Care is often defined as a social benefit, but this is a very one-sided representation. After all, care is economic, location, financial and social policy in so many ways:
- Good support for family members increases labor force participation – especially among women, who carry out most of the care work at home. Good relief and support reduces sickness rates, part-time rates and fluctuation. Good care support also reduces the gender pay gap: As a result, women have more income available throughout their lives and we reduce the risk of poverty in old age.

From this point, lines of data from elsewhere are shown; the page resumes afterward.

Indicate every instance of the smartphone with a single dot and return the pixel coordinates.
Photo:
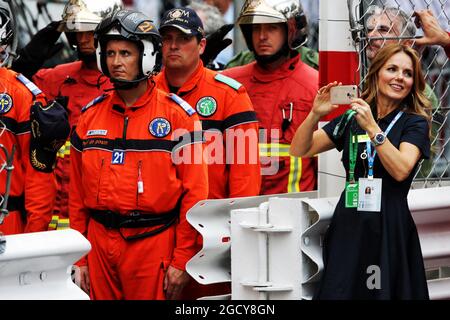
(343, 94)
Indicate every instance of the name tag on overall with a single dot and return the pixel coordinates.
(369, 195)
(351, 195)
(118, 157)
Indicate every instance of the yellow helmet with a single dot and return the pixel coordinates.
(274, 11)
(85, 15)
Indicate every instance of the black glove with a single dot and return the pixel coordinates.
(40, 48)
(215, 43)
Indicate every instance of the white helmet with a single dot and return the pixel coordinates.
(133, 26)
(274, 11)
(85, 15)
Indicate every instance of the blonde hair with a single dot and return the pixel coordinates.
(415, 102)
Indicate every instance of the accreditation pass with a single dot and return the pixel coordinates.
(369, 195)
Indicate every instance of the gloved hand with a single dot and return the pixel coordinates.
(40, 48)
(215, 43)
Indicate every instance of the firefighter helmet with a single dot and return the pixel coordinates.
(274, 11)
(133, 26)
(85, 15)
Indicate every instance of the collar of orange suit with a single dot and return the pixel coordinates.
(190, 84)
(117, 101)
(284, 71)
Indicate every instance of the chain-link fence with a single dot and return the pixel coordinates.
(377, 22)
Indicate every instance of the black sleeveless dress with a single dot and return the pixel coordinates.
(356, 240)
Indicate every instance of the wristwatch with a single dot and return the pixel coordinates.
(379, 138)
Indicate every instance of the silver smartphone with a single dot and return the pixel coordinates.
(343, 94)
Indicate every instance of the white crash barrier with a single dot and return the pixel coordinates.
(212, 219)
(271, 247)
(38, 265)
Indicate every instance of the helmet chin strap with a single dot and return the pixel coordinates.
(87, 58)
(127, 84)
(268, 59)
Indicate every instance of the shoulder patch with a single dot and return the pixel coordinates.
(30, 85)
(183, 104)
(228, 81)
(94, 102)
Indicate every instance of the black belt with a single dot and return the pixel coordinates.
(17, 203)
(136, 219)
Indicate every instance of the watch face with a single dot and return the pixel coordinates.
(379, 138)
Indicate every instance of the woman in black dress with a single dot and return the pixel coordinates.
(372, 249)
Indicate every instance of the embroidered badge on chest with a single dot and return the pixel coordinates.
(159, 127)
(206, 106)
(99, 132)
(5, 103)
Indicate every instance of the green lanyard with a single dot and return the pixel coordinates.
(353, 144)
(353, 153)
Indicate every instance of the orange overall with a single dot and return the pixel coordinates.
(77, 85)
(126, 160)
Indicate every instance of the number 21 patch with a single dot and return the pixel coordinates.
(118, 157)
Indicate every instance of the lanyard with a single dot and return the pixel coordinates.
(353, 153)
(370, 156)
(353, 145)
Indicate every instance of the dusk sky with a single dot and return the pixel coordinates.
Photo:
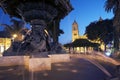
(85, 12)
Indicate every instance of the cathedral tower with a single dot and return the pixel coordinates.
(75, 31)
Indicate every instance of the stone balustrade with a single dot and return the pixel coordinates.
(35, 63)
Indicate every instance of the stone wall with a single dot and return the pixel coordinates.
(34, 64)
(59, 58)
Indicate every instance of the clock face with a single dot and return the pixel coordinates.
(75, 34)
(74, 28)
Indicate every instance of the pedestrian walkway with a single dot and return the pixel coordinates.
(76, 69)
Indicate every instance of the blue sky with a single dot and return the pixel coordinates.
(85, 12)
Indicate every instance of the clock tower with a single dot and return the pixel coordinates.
(75, 31)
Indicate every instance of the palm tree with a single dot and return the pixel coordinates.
(115, 6)
(15, 29)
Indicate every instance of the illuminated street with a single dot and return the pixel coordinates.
(77, 69)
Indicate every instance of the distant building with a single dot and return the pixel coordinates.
(75, 35)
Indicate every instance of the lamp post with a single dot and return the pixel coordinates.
(13, 37)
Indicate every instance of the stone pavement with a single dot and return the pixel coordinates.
(77, 69)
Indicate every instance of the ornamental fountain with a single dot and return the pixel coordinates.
(44, 17)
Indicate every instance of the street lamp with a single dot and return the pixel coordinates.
(14, 36)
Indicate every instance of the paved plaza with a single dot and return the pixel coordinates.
(78, 68)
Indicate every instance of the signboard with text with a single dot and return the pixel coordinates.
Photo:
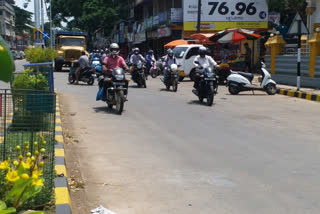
(219, 15)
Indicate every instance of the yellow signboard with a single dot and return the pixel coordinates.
(35, 32)
(216, 26)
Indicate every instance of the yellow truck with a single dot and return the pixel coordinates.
(69, 46)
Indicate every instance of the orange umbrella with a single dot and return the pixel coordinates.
(175, 43)
(203, 37)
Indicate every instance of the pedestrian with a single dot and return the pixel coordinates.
(248, 56)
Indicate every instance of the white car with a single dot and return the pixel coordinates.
(185, 55)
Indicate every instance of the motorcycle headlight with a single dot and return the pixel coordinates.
(119, 77)
(210, 75)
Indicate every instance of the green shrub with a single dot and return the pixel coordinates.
(30, 80)
(38, 55)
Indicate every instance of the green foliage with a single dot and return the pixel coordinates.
(5, 210)
(38, 55)
(30, 80)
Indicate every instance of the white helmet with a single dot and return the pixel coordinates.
(114, 48)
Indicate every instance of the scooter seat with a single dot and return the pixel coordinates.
(246, 75)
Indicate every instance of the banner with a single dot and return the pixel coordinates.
(227, 14)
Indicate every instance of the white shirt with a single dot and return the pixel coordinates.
(206, 61)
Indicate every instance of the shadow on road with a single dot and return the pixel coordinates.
(105, 109)
(197, 102)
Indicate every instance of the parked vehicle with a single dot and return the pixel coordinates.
(86, 75)
(69, 46)
(171, 79)
(208, 86)
(185, 55)
(115, 89)
(139, 76)
(239, 81)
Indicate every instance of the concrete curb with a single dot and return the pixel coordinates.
(62, 191)
(298, 94)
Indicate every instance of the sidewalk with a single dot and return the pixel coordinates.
(291, 91)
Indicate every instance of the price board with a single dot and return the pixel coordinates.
(219, 15)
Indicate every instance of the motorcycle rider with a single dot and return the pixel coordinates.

- Prevention, professional short-term care and good (partial) outpatient support services such as day care avoid expensive acute stays. This helps people to remain living in their own four walls for as long as possible: Safely and independently. This does not immediately require 24/7 care – but one that adapts to the needs of an ageing population.
This demand for everyday assistance, coordination, and relief for relatives is increasing with the current rise in the number of pensioners. For Germany, the Prognos analysis institute estimates that by 2045, 40% more people will be dependent on nursing staff. The WIFO Institute forecasts a 57% increase in the number of care allowance recipients in Austria by 2050. The costs of all care services in Austria will increase from EUR 2.71 billion in 2021 to EUR 4.22 billion in 2030 (+56%) and to around EUR 10.7 billion (+294%) by 2050.
As care at home is the cheapest form of care compared to admission to care organizations, system costs are reduced overall if people are cared for at home for as long as possible.
- Care also creates skilled, local jobs and fuels innovation – from digital health to barrier-free, intelligent housing. Local innovation is particularly important in the health and care sector because it involves sensitive data that we do not want to have processed in foreign clouds.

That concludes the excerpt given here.